On top of that, we were talking about firewalls. Netstat won't tell you what ports are blocked or not blocked by the firewall, so even ports that are open might be blocked by the firewall and therefore not possible to connect to.


and why doesn't it work when i use rules like this:

iptables -A INPUT -m state --state RELATED,ESTABLISHED -p tcp --dport 21 -j ACCEPT
Sorry, why doesn't what work?
And that's not the line I said to try.


EDIT
Actually, it occurs to me to wonder why you are trying to mess around with a firewall at all.

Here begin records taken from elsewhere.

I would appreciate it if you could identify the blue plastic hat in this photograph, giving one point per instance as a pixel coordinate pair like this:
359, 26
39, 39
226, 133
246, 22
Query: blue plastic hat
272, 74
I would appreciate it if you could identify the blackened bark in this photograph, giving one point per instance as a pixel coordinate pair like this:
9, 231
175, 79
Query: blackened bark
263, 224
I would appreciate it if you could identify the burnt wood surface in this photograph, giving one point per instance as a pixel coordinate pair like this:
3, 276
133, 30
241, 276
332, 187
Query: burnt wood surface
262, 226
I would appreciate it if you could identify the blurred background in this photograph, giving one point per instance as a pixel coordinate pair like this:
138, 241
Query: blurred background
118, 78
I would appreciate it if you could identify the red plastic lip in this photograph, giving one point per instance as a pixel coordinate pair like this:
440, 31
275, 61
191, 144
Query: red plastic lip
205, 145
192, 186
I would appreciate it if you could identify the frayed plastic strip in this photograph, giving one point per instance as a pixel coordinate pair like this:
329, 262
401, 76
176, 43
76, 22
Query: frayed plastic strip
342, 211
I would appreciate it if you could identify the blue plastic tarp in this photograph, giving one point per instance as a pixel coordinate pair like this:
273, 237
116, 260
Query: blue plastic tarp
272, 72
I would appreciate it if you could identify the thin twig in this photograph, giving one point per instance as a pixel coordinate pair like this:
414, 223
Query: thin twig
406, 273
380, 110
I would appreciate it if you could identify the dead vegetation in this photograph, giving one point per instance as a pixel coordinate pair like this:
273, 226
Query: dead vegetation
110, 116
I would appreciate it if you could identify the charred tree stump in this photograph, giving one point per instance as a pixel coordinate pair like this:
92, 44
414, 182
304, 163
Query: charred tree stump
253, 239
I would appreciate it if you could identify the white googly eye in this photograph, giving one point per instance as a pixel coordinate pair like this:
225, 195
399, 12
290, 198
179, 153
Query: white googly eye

What are you trying to achieve with your firewall?

You say you want the ssh, smtp, http, and ftp service open to the public. What other services are you running - what are you trying to block? Unless you are running other services (such as VNC) that you know you want to prevent public access to, then you don't need a firewall at all.

The command
netstat -lntu will show what services/ports are actually open.